Que pensez-vous des centres d’hébergement et de soins de longue durée pour personnes âgées ?
L. R. : Ils sont absolument essentiels pour les personnes qui n’ont pas les ressources à domicile pour compenser une perte d’autonomie sévère. Cela dit, ce type d’établissement n’aura plus sa raison d’être le jour où chaque individu de notre société aura accès à l’aide dont il a besoin à domicile, peu importe la sévérité de sa perte d’autonomie. Malheureusement, je ne pense pas voir cela de mon vivant !
Selon vous, quelles vont être les retombées de la crise sanitaire dans les centres d’hébergement pour personnes âgées survenue lors de la pandémie ?
L. R. : Je pense que cette crise a sensibilisé nos gouvernements et l’ensemble de la population aux inconvénients relatifs au regroupement dans un même lieu de dizaines de personnes en perte d’autonomie et ayant une santé fragile.
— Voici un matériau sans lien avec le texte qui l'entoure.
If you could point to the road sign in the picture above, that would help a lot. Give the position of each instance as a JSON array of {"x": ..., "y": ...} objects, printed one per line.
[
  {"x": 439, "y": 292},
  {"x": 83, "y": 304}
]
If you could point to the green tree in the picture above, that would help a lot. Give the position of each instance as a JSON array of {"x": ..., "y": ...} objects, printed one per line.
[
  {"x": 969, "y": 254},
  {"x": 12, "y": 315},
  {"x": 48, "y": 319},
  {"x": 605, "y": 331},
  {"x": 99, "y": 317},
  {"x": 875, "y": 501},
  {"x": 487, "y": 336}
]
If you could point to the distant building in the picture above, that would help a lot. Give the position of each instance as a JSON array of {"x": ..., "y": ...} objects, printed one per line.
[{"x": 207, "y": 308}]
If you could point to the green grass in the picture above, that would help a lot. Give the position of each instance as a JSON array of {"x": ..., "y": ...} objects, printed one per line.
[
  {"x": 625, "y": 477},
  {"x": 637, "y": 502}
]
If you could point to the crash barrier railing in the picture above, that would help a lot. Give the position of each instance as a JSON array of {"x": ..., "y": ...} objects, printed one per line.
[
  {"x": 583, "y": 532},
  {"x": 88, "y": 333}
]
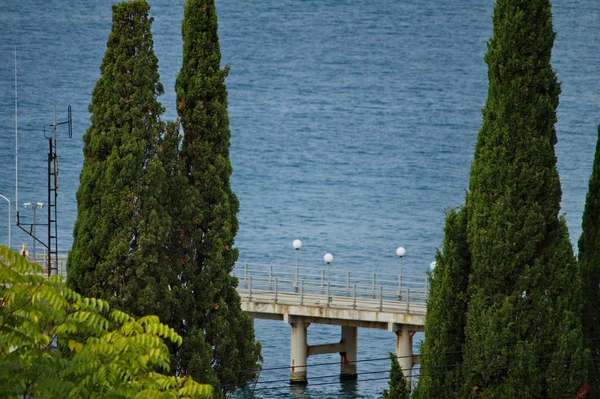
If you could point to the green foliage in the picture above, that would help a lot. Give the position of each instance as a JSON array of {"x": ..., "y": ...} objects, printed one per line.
[
  {"x": 123, "y": 219},
  {"x": 398, "y": 385},
  {"x": 524, "y": 287},
  {"x": 109, "y": 354},
  {"x": 441, "y": 352},
  {"x": 218, "y": 336},
  {"x": 521, "y": 333},
  {"x": 589, "y": 264}
]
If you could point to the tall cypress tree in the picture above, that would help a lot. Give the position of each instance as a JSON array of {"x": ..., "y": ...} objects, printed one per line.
[
  {"x": 441, "y": 352},
  {"x": 589, "y": 264},
  {"x": 213, "y": 320},
  {"x": 523, "y": 334},
  {"x": 398, "y": 385},
  {"x": 123, "y": 220}
]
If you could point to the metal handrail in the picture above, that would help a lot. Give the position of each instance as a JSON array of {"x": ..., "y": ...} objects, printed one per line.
[{"x": 322, "y": 287}]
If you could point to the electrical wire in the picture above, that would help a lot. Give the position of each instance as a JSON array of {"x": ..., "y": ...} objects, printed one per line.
[{"x": 442, "y": 373}]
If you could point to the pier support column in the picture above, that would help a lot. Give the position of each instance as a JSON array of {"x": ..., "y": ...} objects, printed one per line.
[
  {"x": 404, "y": 351},
  {"x": 348, "y": 358},
  {"x": 299, "y": 349}
]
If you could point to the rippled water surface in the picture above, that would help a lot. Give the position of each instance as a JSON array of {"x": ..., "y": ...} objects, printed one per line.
[{"x": 353, "y": 126}]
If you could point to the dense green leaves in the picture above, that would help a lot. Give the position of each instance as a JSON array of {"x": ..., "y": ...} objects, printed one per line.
[
  {"x": 156, "y": 215},
  {"x": 122, "y": 222},
  {"x": 441, "y": 353},
  {"x": 214, "y": 322},
  {"x": 522, "y": 332},
  {"x": 589, "y": 263},
  {"x": 109, "y": 354}
]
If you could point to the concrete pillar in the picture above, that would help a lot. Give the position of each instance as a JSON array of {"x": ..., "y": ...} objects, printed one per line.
[
  {"x": 348, "y": 358},
  {"x": 404, "y": 351},
  {"x": 298, "y": 351}
]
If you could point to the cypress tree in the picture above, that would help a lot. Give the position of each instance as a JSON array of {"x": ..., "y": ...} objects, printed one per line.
[
  {"x": 398, "y": 386},
  {"x": 523, "y": 335},
  {"x": 441, "y": 352},
  {"x": 123, "y": 220},
  {"x": 589, "y": 264},
  {"x": 214, "y": 322}
]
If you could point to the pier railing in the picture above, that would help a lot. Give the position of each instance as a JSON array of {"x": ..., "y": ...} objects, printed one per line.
[{"x": 325, "y": 287}]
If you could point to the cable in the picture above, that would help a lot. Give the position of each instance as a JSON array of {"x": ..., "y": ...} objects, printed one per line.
[
  {"x": 440, "y": 373},
  {"x": 452, "y": 366}
]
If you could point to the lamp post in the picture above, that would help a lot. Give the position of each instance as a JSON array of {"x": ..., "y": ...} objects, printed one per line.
[
  {"x": 34, "y": 207},
  {"x": 297, "y": 244},
  {"x": 400, "y": 252},
  {"x": 9, "y": 234}
]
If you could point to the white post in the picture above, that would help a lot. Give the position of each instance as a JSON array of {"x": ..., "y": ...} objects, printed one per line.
[{"x": 298, "y": 351}]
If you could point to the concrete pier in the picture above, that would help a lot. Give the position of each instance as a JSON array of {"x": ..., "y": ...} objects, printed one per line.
[
  {"x": 404, "y": 350},
  {"x": 302, "y": 299},
  {"x": 298, "y": 351}
]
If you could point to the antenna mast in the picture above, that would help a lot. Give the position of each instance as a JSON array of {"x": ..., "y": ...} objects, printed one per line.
[
  {"x": 16, "y": 139},
  {"x": 52, "y": 243}
]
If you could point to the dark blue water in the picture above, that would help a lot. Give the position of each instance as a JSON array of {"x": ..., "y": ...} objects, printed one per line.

Cette sensibilisation permettra à tout le monde de mieux comprendre les avantages relatifs au maintien à domicile de ces personnes.
Pensez-vous que le maintien à domicile sera désormais privilégié, alors que depuis quelques décennies les centres étaient des options d’hébergement valorisées ?
L. R. : Absolument ! Avec le vieillissement rapide de la population, il sera impossible d’avoir de la place pour héberger toutes les personnes âgées ou en perte d’autonomie dans des milieux leur étant destinés. Les longues listes d’attente pour y accéder le prouvent déjà ! Notre société n’a pas d’autres choix que de développer les soins à domicile et les outils pour soutenir toutes ces personnes ayant besoin d’aide pour prévenir ou compenser des incapacités physiques ou mentales. J’y contribue par l’intermédiaire de ce guide !
Le Guide des aidants sera disponible dès le 23 septembre.